The defeat of revolutionary struggles by the workers in Germany in 1918-19 and 1923 was a precursor to the rise of Nazism. This, combined with economic devastation and national humiliation resulting from the defeat of German imperialism in World War I, enabled the Nazis to become a mass movement by the early 1930s. The fascists’ adoption of the name “National Socialist German Workers’ Party” was an example of what Trotsky described as fascist leaders “employing a great deal of socialist demagogy” as “necessary for the creation of the mass movement” (“What Is Fascism?” [November 1931]). The Nazis, in fact, waged a terrorist campaign against all socialist organizations. The many millions of German workers organized in the Social Democratic and Communist parties and the trade unions wanted to fight Hitler’s seizure of power in 1933. But they were shamefully betrayed by their leaderships, not least by the Communist Party’s failure to fight for working-class rule. This set the stage for the genocidal murder of eleven million people, including six million Jews, in the Holocaust.
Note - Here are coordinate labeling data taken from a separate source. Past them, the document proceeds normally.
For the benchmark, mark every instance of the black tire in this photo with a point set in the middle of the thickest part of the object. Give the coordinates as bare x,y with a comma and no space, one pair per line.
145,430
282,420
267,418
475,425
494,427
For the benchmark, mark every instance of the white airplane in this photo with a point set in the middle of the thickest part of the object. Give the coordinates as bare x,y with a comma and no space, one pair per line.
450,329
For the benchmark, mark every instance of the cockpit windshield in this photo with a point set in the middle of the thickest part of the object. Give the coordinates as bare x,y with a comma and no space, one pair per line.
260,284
In contrast to Germany in the 1930s, the U.S. is not a defeated imperialist country, but is rather the world’s biggest imperialist power. Nor does the U.S. ruling class currently face a challenge from the working class at home. Trump is not a fascist; he came to power within the framework of the bourgeois electoral system, not through the mobilization of a fascist mass movement. When leftist groups like the Revolutionary Communist Party call his regime “fascist,” it is to prettify U.S. bourgeois democracy and to justify “unifying” with so-called progressive forces in the capitalist Democratic Party. To characterize all manner of reactionary, right-wing forces as “fascist” serves to disorient and politically disarm the struggle against the genuine Nazis and other race-terrorists who have been emboldened by Trump’s win.
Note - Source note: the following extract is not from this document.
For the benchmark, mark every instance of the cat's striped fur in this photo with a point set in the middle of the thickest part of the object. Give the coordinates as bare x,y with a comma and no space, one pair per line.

The fascists must be crushed in the egg by mobilizing the power of the multiracial working class to smash them in an elementary defense of itself and all the oppressed. We are proud of our record of initiating and carrying out successful united-front, multiracial mobilizations, based on the power of the trade unions, which stopped the Klan and Nazis in cities like Boston, Washington, D.C., Philadelphia and elsewhere. Emphasizing that the ultimate targets of the fascists are black people and the multiracial workers movement, these were exemplary actions that underscored the role of a revolutionary vanguard in linking the cause of labor with that of all the oppressed.
As for Bernie Sanders, he is not now nor has he ever been a socialist. He is a capitalist politician who has been a member of the Senate Democratic Caucus for over 25 years (see “Bernie Sanders: Imperialist Running Dog,” WV No. 1083, 12 February 2016). For her part, Socialist Alternative’s Kshama Sawant, one of Sanders’s biggest boosters, is a pseudo-socialist, who won a seat on Seattle’s City Council based on a program of liberal reforms that in no way threaten capitalism (see “Reformists Salivate Over Sawant’s Seattle Election,” WV No. 1042, 21 March 2014).